Dataset Open Access
Piwowar, Heather; Priem, Jason; Larivière, Vincent; Alperin, Juan Pablo; Matthias, Lisa; Norlander, Bree; Farley, Ashley; West, Jevin; Haustein, Stefanie
This is the raw data behind the publication:
The State of OA: A large-scale analysis of the prevalence and impact of Open Access articles.
Despite growing interest in Open Access (OA) to scholarly literature, there is an unmet need for large-scale, up-to-date, and reproducible studies assessing the prevalence and characteristics of OA. We address this need using oaDOI, an open online service that determines OA status for 67 million articles.

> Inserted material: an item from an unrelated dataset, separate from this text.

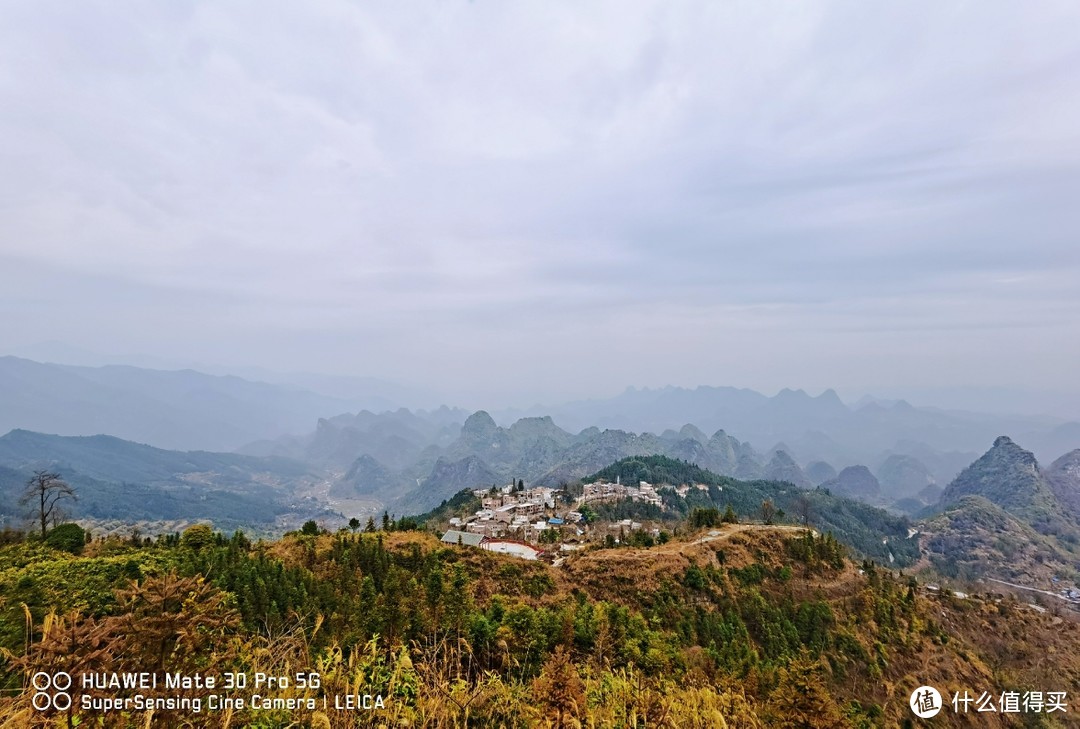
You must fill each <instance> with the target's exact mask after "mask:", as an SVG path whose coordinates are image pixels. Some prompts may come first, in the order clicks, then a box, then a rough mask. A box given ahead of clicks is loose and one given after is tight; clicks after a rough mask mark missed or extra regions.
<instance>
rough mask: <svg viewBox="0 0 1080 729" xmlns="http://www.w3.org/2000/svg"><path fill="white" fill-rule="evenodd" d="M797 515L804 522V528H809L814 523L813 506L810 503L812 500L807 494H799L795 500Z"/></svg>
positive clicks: (800, 521) (802, 525) (796, 512)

We use three samples, each of 100,000 articles, to investigate OA in three populations: 1) all journal articles assigned a Crossref DOI, 2) recent journal articles indexed in Web of Science, and 3) articles viewed by users of Unpaywall, an open-source browser extension that lets users find OA articles using oaDOI. We estimate that at least 28% of the scholarly literature is OA (19M in total) and that this proportion is growing, driven particularly by growth in Gold and Hybrid. The most recent year analyzed (2015) also has the highest percentage of OA (45%). Because of this growth, and the fact that readers disproportionately access newer articles, we find that Unpaywall users encounter OA quite frequently: 47% of articles they view are OA. Notably, the most common mechanism for OA is not Gold, Green, or Hybrid OA, but rather an under-discussed category we dub Bronze: articles made free-to-read on the publisher website, without an explicit Open license. We also examine the citation impact of OA articles, corroborating the so-called open-access citation advantage: accounting for age and discipline, OA articles receive 18% more citations than average, an effect driven primarily by Green and Hybrid OA. We encourage further research using the free oaDOI service, as a way to inform OA policy and practice.